August 12, 2021
One of the outcomes from the COVID-19 pandemic is the heightened awareness on cleaning procedures. Whether you’re cleaning your home, office or gym, knowing the difference between disinfecting and sanitizing will help you find the best products for what you’re looking to clean as well as help you avoid wasting money on products that provide no benefit for what you’re looking to do.
Here’s everything you need to know about the differences between disinfectants and sanitizers, how to identify them and what you should use each for:
Sanitizing And Disinfecting Are Two Different Things
Contrary to popular belief, sanitizers and disinfectants are different products designed to accomplish different things. Not all products can claim to “sanitize” or “disinfect” either - those are highly regulated terms that only federally registered and approved products can claim.
To make this even more confusing, in the United States, “sanitizing” is a term used in two very different ways and regulated by two separate federal agencies.
Sanitizers for hands and the body. These are regulated by the FDA (Food and Drug Administration). You can easily identify a skin sanitizing product by locating its “Drug Facts” panel on its packaging, and it usually has the word “sanitizing” on the front of the packaging somewhere.
Sanitizers for surfaces. These are regulated by the EPA (Environmental Protection Agency), which defines sanitizers as an agent “used to reduce, but not necessarily eliminate, microorganisms from the inanimate environment to levels considered safe as determined by public health codes or regulations". Sanitizers are typically used in food service but not in places where more robust cleaning is required, such as gyms or hospitals. When sanitizers make a kill claim, they are typically only against a couple of bacteria strains and do not apply to viruses like COVID and the flu, nor to fungi that cause diseases like athlete’s foot.
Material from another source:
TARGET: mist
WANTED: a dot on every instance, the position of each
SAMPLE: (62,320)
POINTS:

Disinfecting is always for surfaces, never for the body. In the United States, “disinfecting” is a term that’s regulated by the EPA. Anytime you’re looking to clean a surface or inanimate object, it’s almost always recommended to use a disinfectant over a sanitizer. Be aware that there are unregistered disinfectants in the market that use the word “disinfecting” illegally, so always verify a disinfectant’s legitimacy by locating it’s “Active Ingredients” information on its packaging, it’s EPA Registration Number and it’s EPA Establishment Number.
Sanitize Hands, Disinfect Surfaces
The general rule of thumb is to “sanitize hands and disinfect surfaces”. After all, it’s called “hand sanitizer”, not “hand disinfectant”.
If you’re looking to keep hands clean, you should make hand sanitizer available - gel is preferred. If you’re looking to kill microbes on surfaces, you need to use a disinfectant such as disinfectant wipes or a disinfectant spray.
“Education around the correct choice and use of disinfectants and hand hygiene products for athletic facility managers, trainers and members is a key component of a comprehensive infection risk reduction program,” says Mary Ann Auer, Director of Infection Prevention at Wexford Labs. “There is strong evidence that hand hygiene coupled with the use of EPA-registered disinfectants on high touch surfaces can reduce bacteria on surfaces by nearly 95% and completely eliminate MRSA and Influenza . Most importantly, these practices prevent disease transmission and create a culture of safety within the facility.”
Disinfectants Are Stronger Than Sanitizers
Sanitizers simply reduce the number of bacteria on a surface. Disinfectants not only eliminate bacteria, but unlike sanitizers they are also tested and approved to kill fungi and viruses. When it comes to keeping a surface clean, disinfectants always win.
Sanitizers have a much lower bar to pass in order to get approval from the FDA. Essentially, they aim to have a 3 Log reduction in germs - which means if you start with one million germs you can still have one thousand germs left after sanitizing and still gain approval. Additionally, there are no sanitizing-only products approved to kill fungi or viruses, so they’re not guaranteed to kill things like HIV, COVID or Swine Flu.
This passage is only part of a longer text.